Lavender Magazine: You’ve lived in South Dakota your entire life, in fact you still live there, what are your ties to Minnesota? What motivated you to get involved to defeat this amendment?
Travis: Growing up in a small town, I was never exposed to the GLBT community. I knew I was “different” in high school but it wasn’t until college that I was actually exposed to other gay people. Frankly, I had no idea what to think and instead of embracing being gay, I tried to be straight and joined a fraternity.
If I have to admit that I was completely wrong for once in my life that was it. I came out to my fraternity brothers three months into pledging and, to my surprise, everyone was supportive. I had more than 60 men from South Dakota, Minnesota, Iowa, and Nebraska who all grew up in small towns telling me that there is nothing wrong with being gay and that they had my back if I ever needed them.
None of that had gotten me thinking about gay marriage or GLBT rights until one of my fraternity brothers introduced me to Brian. Now my boyfriend of a year and a half, Brian changed the way I looked at marriage and GLBT rights because I fell head-over-heels in love with him and realized that no matter how much I loved him, we couldn’t get married in South Dakota or Minnesota. So, I knew I wanted to get involved in supporting marriage for same-sex couples.
LM: So, your current relationship motivated you to become involved in the campaign, but how did you come to Minnesotans United for All Families?
T: Last summer, Brian was promoted to a position that required him to work from Minneapolis instead of Sioux Falls.
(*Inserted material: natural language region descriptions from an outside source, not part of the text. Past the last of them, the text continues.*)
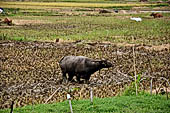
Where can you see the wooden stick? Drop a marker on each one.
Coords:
(91, 95)
(151, 86)
(134, 65)
(52, 95)
(69, 99)
(12, 105)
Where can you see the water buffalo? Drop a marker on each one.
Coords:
(81, 67)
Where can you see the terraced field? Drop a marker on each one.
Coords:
(29, 50)
(30, 72)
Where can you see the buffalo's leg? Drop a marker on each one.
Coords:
(64, 77)
(78, 79)
(70, 78)
(87, 78)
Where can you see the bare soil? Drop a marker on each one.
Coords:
(30, 73)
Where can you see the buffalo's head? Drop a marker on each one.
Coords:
(152, 14)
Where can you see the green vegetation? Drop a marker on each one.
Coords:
(127, 104)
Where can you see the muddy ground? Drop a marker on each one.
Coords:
(29, 71)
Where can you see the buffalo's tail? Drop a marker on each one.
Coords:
(61, 59)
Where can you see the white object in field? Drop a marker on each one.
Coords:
(136, 19)
(68, 96)
(91, 95)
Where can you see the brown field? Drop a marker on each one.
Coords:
(30, 72)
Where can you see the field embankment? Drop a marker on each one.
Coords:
(127, 104)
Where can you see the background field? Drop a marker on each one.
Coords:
(29, 52)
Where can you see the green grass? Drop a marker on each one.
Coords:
(122, 104)
(79, 24)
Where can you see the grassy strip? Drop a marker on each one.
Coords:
(68, 4)
(127, 104)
We had both discussed the fact that we really enjoyed the Twin Cities and he moved to Minneapolis in June.
I got a call from Brian one night and he told me about the legislation that would ban marriage for us and many others. He said that MN United was asking for volunteers and that he was going to help out. Since I am still living in Sioux Falls while I finish my MBA I really wanted to get involved but wasn’t sure how. Then I saw that they were looking for interns and I thought, “Bingo, that’s my chance.”
LM: Now you’re an intern, but you still live in South Dakota?
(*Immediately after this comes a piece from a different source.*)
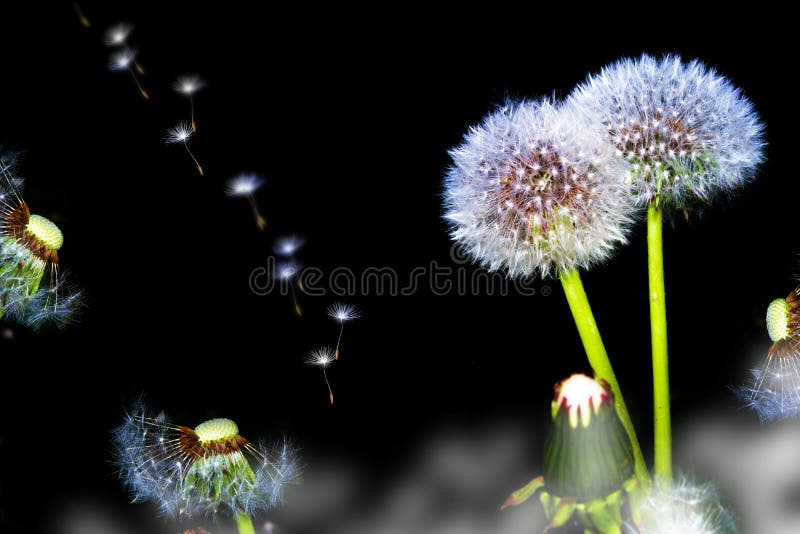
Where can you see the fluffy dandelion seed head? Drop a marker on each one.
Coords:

T: Yes! I call myself a Minnesotan-in-training because I spend every other weekend in Minneapolis. I am lucky enough to have a lot of office time and when I’m not in the office, I work from Sioux Falls.
LM: What do you enjoy the most about being an intern?
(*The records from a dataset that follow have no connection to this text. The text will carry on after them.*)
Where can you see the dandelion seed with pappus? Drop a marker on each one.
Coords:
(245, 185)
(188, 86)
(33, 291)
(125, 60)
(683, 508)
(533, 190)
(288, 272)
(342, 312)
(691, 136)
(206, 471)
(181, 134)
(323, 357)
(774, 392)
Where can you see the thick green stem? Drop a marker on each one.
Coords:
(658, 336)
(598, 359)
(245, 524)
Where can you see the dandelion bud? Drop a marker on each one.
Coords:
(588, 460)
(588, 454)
T: As an MBA student, my time is limited, but I love the opportunity to be able to utilize the skills that I have learned to help make the world a better place this first month as an intern. I know so many people who will be affected by this legislation and I’m happy to do my part to spread the message to vote no on the proposed amendment.
Not to mention, everyone at MN United is great. You meet moms, grandmothers, dads, husbands, wives, brothers, sisters, friends, and people just really excited about defeating this amendment. To me, that is the best part. Every time I go to the office I am reminded that there are so many people supporting me and fighting for the cause. It makes me excited and proud to one day be a Minnesotan myself.
LM: Do you have any advice that you would give people about getting involved?
T: We need all the help we can get to increase awareness, promote marriage equality, and encourage people to vote no on the amendment, and if you are good at something or passionate about something, there is a place for you. I know I was a little concerned my first time volunteering to make phone calls, but it turned out to be so rewarding. No matter how much time you have to volunteer, we are happy to have you. This is your chance to help make Minnesota a better place and leave your mark on history.